Typically, Anger or nuclear cameras undergo a daily start-up procedure which checks various calibrations and adjustments of the camera. One part of this procedure includes to place a uniform flood source, e.g., a radioactive isotope vial or sheet in a position where it irradiates the entire surface of the scintillation crystal uniformly. The photomultiplier tubes view the scintillations and generate a resultant image. If the camera is in proper adjustment, the resultant uniform flood image is a uniform image of constant color and intensity. Variations in the color or intensity are indicative of various adjustment and calibration errors in the camera. Errors in the relative gain of the photomultiplier tubes manifest themselves in bright spots under tubes whose gain is higher than the other tubes and dark spots under tubes whose gain is lower than the other tubes. Typically, the photomultiplier tube gain can become several percent out of balance before there is a human-noticeable difference in the intensity of the uniform flood image.
Various techniques have been developed for calibrating the photomultiplier tube gain. In one technique, an LED of fixed intensity is mounted adjacent the photomultiplier tubes to bounce light off or through the crystal. The high voltage supplied to each photomultiplier tube is adjusted to adjust their relative gain. See, for example, U.S. Pat. No. 4,605,856. One drawback of this technique is that variations in the optical coupling between the LED and the scintillation crystal cause errors in the resultant gain adjustment. In a related technique, the LED is incorporated into each photomultiplier tube where the optical coupling is more highly controlled. Incorporating the LED in the photomultiplier tube is expensive. Moreover, the light output of LEDs is temperature variant.
In another technique, an aperture plate is disposed between the uniform flood source and the scintillation crystal. One of the holes in the plate is centered on each of the photomultiplier tubes. The photomultiplier tubes are individually selected to count radiation events for a preselected duration. Each tube is then adjusted until the counts are substantially uniform. See, for example, U.S. Pat. No. 4,517,460. One of the difficulties of this technique is that a very large count is required for statistical accuracy. This requires a test fixture and a long calibration time on the order of hours.

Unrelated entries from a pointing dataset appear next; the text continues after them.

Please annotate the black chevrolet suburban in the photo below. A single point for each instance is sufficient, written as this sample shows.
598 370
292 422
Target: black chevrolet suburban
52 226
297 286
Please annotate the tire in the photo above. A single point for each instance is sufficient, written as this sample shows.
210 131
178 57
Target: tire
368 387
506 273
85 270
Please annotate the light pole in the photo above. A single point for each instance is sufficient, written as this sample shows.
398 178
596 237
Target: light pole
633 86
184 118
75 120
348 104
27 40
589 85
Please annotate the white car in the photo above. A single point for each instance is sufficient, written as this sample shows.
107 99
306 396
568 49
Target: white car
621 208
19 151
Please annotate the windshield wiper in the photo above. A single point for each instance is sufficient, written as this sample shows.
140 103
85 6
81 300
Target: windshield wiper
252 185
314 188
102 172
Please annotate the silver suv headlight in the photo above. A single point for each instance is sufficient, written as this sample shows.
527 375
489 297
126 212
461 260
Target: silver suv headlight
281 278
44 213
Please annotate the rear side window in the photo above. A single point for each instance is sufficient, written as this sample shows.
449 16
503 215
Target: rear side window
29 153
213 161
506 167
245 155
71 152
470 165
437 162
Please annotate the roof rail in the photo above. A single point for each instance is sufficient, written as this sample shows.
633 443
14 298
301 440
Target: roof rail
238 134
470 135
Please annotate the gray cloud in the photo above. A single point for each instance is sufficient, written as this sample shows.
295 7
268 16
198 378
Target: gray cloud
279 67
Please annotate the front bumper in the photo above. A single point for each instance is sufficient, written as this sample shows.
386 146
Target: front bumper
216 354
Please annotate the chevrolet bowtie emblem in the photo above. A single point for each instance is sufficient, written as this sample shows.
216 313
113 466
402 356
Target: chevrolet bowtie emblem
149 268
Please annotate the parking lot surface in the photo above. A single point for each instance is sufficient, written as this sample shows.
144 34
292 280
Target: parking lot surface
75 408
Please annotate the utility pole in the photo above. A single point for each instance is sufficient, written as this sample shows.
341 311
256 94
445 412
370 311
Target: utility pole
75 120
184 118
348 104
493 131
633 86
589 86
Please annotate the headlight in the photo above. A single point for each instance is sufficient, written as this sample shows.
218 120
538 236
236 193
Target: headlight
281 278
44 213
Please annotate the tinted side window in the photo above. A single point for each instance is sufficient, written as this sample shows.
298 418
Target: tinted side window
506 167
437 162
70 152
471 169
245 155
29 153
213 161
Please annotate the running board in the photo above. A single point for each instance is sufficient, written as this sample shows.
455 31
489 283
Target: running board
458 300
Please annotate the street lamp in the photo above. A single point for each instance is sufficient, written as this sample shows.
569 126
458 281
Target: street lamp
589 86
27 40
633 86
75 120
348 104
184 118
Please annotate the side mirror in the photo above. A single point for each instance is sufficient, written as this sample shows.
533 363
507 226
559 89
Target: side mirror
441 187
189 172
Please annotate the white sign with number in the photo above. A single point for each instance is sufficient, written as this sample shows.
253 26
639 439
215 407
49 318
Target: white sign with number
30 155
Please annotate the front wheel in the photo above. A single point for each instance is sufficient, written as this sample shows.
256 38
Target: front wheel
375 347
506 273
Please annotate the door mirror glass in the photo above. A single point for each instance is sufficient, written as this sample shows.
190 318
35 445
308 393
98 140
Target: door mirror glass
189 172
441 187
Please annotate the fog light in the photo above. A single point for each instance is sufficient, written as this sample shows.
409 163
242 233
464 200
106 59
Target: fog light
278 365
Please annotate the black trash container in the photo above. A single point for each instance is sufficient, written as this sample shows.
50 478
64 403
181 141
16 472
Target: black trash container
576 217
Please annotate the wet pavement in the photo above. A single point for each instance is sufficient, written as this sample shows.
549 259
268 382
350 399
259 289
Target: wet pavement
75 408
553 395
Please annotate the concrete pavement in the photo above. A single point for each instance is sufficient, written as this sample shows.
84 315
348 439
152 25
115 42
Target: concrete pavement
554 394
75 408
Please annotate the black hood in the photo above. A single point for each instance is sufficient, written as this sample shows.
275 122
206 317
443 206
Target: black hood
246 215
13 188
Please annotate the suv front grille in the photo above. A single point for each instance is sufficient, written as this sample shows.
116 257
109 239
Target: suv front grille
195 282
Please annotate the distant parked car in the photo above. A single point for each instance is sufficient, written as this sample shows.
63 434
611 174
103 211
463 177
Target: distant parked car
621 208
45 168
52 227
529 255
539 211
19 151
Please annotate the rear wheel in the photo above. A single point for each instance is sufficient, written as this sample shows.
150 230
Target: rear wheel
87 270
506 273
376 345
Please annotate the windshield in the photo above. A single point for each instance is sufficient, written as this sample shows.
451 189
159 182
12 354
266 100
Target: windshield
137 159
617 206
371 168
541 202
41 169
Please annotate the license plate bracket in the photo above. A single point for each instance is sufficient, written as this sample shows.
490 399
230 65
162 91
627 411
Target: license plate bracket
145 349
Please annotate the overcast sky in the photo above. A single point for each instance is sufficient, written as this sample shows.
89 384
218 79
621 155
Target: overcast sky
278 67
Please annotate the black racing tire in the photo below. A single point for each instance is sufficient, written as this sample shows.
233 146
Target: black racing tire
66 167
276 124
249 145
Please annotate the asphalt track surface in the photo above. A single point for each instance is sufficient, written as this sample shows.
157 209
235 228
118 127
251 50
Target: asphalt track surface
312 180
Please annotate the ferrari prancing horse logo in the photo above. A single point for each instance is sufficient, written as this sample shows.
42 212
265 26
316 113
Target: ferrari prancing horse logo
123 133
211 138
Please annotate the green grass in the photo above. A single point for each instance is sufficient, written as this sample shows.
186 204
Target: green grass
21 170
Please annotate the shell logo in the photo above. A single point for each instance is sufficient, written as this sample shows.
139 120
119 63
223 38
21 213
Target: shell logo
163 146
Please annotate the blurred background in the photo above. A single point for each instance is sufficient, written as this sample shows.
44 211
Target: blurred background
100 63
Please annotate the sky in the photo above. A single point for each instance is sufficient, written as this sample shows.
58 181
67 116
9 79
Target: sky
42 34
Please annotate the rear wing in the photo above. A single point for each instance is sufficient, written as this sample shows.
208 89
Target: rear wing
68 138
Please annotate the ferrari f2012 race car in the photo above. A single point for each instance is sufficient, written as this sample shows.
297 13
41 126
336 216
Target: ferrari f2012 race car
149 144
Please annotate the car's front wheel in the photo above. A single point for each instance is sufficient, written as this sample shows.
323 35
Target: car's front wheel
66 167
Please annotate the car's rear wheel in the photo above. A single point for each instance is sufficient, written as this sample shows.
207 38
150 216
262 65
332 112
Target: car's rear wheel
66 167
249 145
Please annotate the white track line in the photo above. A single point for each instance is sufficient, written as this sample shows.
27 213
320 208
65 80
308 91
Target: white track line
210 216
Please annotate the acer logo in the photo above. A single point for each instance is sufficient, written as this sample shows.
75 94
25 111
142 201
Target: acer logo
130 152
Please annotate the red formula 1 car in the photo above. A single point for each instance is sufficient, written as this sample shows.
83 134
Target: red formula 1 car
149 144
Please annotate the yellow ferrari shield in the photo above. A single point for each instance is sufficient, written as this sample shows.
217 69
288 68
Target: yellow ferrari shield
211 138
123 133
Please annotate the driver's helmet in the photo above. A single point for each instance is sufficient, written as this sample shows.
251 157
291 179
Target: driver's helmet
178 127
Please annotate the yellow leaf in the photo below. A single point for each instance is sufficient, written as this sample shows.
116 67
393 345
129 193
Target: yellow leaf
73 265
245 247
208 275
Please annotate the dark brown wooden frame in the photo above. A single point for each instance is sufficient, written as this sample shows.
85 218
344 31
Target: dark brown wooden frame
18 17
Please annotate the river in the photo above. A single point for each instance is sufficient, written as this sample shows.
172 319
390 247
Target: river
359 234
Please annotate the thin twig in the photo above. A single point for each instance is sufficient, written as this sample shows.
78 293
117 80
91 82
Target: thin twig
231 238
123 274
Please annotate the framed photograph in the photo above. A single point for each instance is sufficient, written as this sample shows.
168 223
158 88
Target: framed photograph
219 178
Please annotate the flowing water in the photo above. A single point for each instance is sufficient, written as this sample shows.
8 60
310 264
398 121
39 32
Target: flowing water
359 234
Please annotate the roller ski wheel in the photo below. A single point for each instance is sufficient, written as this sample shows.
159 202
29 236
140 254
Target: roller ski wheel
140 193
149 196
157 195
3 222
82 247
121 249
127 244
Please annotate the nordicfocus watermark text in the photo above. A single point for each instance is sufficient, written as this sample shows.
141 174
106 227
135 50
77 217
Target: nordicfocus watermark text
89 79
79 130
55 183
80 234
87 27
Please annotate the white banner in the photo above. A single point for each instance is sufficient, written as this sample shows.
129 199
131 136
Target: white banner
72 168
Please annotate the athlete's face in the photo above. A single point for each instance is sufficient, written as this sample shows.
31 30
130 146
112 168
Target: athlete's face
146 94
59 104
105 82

In another technique, the output of the photomultiplier tubes is monitored whenever the camera is in operation to determine a continuously updated energy response vector. The energy response vector is multiplied by a deconvolution matrix to deconvolve the contribution of adjoining tubes. The deconvolution matrix is the inversion of a contribution matrix containing matrix elements which represent the relative contribution of each radiation detector of the system. See, for example, U.S. Pat. No. 4,583,187. One drawback to this technique is that the gain adjustment is always on. Adjustments in gain can be made during a patient examination and are subject to statistical variations. Adjustments vary with conditions. Another drawback is that all nearest neighbors contribute. There is no individual tube selection.
The present invention contemplates a new and improved photomultiplier tube gain adjustment technique which overcomes the above-referenced problems and others.